The valuation? A cool $350bn. That’s according to the latest secondary share sale. Bezos’s baby, Amazon, is now looking up at the red planet darling.
How did this happen? Two words: Starlink and Starship. The satellite internet business is minting money. It’s now a cash cow. And Starship? It’s turned the space launch market on its head. Reusable rockets. Lower costs. The Pentagon is hooked. Nasa too.
But here’s the real story. This isn’t just about space. It’s about the shifting sands of power in the tech world. For years, the giants were Apple, Microsoft, Amazon. Now Musk has two of the top five: Tesla and SpaceX. That’s unprecedented.
The Whitehall whispers are interesting. Downing Street is nervous. They see Musk as an unaccountable force. His Starlink terminals are in Ukraine. He decides who gets connectivity. That’s geopolitical leverage.

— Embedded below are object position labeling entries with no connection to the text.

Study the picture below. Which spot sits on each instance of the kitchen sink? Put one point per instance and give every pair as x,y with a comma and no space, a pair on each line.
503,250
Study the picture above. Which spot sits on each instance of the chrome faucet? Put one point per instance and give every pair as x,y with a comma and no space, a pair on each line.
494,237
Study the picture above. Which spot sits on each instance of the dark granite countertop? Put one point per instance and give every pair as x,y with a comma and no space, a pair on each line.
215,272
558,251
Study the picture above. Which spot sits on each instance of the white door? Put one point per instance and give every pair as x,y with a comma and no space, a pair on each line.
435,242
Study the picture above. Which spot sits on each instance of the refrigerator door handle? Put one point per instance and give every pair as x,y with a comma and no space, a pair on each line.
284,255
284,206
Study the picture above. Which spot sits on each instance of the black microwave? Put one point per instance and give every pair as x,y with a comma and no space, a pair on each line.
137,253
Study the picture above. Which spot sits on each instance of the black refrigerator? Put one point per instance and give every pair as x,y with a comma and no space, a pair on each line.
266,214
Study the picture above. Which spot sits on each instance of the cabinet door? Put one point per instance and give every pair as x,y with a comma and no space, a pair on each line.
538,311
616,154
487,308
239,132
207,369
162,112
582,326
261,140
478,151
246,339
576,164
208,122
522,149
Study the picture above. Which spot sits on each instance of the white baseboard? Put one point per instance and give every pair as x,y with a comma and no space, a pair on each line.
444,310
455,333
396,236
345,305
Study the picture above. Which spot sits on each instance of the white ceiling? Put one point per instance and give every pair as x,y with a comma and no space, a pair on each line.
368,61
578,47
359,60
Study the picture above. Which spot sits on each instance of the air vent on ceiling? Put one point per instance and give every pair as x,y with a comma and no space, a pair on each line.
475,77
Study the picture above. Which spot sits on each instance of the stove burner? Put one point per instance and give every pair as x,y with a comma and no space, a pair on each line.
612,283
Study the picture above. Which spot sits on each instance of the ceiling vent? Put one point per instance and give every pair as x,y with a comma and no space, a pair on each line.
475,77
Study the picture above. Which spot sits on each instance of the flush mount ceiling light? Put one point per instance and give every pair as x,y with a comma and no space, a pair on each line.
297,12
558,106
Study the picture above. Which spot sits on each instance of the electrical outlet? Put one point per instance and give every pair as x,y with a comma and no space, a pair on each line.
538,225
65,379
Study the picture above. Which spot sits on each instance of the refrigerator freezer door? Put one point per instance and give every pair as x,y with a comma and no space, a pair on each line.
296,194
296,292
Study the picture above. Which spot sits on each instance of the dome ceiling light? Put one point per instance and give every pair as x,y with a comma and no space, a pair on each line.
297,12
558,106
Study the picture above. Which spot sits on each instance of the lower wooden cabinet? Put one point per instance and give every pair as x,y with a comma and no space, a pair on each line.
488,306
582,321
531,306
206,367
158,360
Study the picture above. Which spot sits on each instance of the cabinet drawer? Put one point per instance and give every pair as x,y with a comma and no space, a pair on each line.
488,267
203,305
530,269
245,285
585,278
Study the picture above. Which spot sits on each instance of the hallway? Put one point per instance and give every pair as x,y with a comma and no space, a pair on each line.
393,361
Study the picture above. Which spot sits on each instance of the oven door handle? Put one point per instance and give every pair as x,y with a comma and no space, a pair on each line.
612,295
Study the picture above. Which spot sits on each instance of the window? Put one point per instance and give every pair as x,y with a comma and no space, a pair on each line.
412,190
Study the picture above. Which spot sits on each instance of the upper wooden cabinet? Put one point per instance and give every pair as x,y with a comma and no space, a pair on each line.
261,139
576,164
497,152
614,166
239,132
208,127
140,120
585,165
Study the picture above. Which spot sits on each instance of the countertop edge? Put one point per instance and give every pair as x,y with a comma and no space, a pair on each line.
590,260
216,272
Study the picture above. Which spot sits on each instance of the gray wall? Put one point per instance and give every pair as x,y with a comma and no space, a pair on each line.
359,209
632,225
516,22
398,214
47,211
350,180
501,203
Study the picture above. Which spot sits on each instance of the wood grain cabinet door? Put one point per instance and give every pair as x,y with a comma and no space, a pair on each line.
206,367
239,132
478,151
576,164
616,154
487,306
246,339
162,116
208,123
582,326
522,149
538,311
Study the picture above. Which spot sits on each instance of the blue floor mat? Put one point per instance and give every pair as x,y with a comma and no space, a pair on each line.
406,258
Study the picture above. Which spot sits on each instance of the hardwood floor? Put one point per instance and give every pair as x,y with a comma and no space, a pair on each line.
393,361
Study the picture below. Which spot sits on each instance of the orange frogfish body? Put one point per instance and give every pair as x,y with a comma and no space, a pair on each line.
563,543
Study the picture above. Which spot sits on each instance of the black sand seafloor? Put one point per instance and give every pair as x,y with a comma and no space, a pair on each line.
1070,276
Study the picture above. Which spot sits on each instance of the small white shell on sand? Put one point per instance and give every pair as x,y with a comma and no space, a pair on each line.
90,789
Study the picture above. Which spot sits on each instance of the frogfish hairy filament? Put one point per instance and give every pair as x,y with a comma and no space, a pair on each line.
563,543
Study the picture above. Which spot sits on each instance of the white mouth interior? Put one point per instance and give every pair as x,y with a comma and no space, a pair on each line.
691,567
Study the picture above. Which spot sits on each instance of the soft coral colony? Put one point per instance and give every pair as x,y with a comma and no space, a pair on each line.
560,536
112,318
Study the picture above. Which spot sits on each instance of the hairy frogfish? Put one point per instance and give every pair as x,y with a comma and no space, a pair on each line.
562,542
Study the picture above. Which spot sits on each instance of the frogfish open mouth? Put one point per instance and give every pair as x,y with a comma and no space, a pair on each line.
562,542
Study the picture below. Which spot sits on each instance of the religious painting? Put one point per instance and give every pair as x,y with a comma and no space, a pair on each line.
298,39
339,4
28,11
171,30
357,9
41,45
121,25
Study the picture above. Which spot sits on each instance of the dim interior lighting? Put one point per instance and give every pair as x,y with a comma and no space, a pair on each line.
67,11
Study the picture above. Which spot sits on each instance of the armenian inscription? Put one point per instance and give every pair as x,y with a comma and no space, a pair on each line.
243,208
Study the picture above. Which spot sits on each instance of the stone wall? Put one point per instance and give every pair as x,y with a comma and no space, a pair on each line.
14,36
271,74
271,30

Backbench MPs are starting to grumble. “Where’s the British SpaceX?” they ask. The answer is nowhere. Our space industry is stuck in the mud of bureaucracy. One minister told me: “We’re still arguing about which county gets the launch site.”
Meanwhile, Musk is planning Mars. The valuation is a bet on the future. A future where space travel is routine. Where satellites beam internet to every corner of the globe. It’s a long shot. But the markets are buying it.
What does this mean for Amazon? Bezos is not taking this lying down. He’s pouring cash into Blue Origin. But they’re still years behind. The race is on. And Musk is lapping him.
The polling data is telling. Among under-35s, Musk is the most admired entrepreneur. Not Bezos. Not Zuckerberg. That demographic shift matters. It’s cultural. The rock star CEO has replaced the corporate titan.
One more thing. This valuation is not without risk. SpaceX is private. The numbers are opaque. Some analysts whisper it’s a bubble. But try telling that to the traders who just made a killing.
For now, Musk is king. The world’s fifth most valuable company. A private firm, no less. The game has changed. And Westminster is still trying to figure out the rules.